Developer: More apartments on the market would slow inflation

Apartment buildings in Tallinn.
Apartment buildings in Tallinn. Source: Siim Lõvi /ERR

Estonian construction volumes exceeded pre-crisis levels in the previous quarter with the production value of construction enterprises in Estonia and abroad increasing 15 percent year-on-year. Developers say that as long as demand keeps up, apartments and other buildings will continue to be constructed.

The construction market is on very solid ground. People have savings to buy newer and larger apartments, banks are eager to hand out loans and developers have space to build. It does not seem like things will collapse anytime soon, ETV's daily affairs show "Aktuaalne kaamera" reported on Thursday.

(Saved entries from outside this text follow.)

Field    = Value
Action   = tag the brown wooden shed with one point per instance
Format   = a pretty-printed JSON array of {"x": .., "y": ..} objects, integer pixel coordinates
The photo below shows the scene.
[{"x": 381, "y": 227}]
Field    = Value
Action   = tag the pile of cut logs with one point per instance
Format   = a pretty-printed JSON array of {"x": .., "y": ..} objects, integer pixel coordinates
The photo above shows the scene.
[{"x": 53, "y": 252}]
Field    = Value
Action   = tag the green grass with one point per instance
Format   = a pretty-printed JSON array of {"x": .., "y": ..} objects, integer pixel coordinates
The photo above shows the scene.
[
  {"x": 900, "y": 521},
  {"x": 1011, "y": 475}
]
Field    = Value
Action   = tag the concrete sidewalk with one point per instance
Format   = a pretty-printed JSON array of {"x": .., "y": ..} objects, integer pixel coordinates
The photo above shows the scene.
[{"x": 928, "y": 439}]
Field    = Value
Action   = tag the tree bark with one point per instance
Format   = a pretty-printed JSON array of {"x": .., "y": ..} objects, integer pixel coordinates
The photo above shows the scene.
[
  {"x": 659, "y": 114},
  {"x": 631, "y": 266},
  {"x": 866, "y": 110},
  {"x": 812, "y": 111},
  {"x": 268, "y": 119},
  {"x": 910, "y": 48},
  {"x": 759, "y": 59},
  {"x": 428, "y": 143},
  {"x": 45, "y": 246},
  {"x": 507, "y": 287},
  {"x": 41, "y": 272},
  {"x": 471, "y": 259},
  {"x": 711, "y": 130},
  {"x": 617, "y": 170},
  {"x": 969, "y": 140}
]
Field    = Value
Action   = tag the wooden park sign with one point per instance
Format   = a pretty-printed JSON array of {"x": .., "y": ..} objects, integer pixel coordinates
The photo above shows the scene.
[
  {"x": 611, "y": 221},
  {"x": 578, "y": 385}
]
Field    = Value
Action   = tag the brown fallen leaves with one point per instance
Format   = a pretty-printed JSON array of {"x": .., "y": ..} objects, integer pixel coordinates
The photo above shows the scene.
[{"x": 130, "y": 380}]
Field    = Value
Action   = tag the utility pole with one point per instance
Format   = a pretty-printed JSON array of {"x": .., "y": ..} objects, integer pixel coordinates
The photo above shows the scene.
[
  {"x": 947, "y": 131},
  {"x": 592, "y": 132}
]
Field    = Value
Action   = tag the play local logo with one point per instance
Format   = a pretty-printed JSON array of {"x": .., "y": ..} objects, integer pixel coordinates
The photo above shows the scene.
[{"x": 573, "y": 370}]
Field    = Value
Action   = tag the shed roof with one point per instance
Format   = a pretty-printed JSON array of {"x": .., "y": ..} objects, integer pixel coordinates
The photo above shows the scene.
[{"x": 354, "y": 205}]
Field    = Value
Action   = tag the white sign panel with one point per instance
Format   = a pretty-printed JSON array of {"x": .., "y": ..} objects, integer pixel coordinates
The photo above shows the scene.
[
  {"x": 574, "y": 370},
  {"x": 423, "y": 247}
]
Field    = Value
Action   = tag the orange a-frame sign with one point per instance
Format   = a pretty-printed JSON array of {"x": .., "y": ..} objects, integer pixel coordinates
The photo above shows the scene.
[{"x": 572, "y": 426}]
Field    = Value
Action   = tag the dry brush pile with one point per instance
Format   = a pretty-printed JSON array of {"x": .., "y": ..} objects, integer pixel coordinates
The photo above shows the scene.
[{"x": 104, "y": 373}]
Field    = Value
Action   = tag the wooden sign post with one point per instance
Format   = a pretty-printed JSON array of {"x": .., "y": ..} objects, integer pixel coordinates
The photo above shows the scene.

"Well, the client decides. As long as there is demand, Merko and other companies will continue to satisfy that demand. While construction prices have increased 20 and 30 percent, even 50 and 100 percent for certain products, sales prices have gone up some 20 percent. Time will tell what the future will bring and what the market is capable of receiving," Merko Ehitus Eesti board chair Ivo Volkov said.

High demand is reflected in the extraordinarily active housing loan market. The Bank of Estonia announced on Thursday that an all-time record €184 million was issued in housing loans in October with the average loan exceeding €100,000 for the first time in history.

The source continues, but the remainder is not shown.